My hand pauses over the napkin. “Well, I mean, isn’t forever the goal of marriage?”
Jack’s jaw tightens for a minute, and I study her profile as she turns to look out at the snow. It’s obvious I’ve said something wrong, but I’m not sure what it is. “I think marriage is just promising to love someone as long as you can for as best you can. I think relationships can be exactly what they’re supposed to be,” she says, eyes still on the snow, “even if they only last for one year, or five years, or even just for one day. The good parts of the time you spent with a person don’t go away simply because the relationship ends.”
“Isn’t that exactly what happens?” I think about my mother falling in and out of love a dozen times throughout my childhood, about all the heartbroken days when she lay in bed crying.
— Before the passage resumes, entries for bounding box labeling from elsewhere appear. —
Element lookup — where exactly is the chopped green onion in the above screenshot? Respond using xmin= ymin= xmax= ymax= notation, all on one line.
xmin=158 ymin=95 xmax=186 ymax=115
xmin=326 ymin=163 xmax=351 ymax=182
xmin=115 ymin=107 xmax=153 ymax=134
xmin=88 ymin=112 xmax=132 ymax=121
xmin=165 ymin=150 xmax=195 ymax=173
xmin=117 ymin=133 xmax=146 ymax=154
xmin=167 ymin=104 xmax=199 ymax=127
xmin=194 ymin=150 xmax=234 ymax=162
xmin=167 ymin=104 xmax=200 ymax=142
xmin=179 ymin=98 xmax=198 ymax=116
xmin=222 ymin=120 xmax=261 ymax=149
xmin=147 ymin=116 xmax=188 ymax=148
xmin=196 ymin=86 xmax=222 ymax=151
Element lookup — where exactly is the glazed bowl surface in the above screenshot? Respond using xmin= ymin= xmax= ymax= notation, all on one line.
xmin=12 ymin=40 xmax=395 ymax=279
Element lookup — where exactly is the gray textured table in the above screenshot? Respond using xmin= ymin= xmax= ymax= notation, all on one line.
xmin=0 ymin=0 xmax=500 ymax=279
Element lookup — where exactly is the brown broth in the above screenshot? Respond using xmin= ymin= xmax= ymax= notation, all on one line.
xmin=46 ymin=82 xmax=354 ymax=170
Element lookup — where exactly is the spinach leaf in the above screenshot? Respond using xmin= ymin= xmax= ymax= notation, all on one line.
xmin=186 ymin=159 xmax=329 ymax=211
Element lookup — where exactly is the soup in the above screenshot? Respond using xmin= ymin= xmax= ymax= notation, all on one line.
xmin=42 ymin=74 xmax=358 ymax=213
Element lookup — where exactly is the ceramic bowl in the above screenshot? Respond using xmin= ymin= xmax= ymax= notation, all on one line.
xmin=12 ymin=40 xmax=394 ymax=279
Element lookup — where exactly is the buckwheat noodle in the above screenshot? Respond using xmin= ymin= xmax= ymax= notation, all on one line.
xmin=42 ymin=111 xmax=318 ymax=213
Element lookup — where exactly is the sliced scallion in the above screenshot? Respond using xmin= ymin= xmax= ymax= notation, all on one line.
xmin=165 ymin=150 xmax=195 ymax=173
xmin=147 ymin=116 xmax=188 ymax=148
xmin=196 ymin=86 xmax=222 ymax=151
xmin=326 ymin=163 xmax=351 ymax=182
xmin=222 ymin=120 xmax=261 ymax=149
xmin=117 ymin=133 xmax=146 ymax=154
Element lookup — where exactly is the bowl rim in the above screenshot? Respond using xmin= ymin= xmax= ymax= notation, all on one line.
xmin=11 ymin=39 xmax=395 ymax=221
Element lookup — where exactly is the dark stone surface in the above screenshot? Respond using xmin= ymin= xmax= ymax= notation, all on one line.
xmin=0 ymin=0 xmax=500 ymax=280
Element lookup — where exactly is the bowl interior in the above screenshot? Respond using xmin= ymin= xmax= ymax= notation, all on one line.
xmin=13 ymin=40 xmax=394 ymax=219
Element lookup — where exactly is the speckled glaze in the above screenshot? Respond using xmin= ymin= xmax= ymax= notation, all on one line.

I think about my one serious relationship, in undergrad, with a girl named Rachel Greenblatt. Even if there were some good moments with Rachel, they’re overshadowed now by the knowledge that I fucked things up between us, that I let things fall apart, that I failed.
“Is that the only reason you like art, then? Because you’re good at it?” Jack startles me with another abrupt turn in the conversation.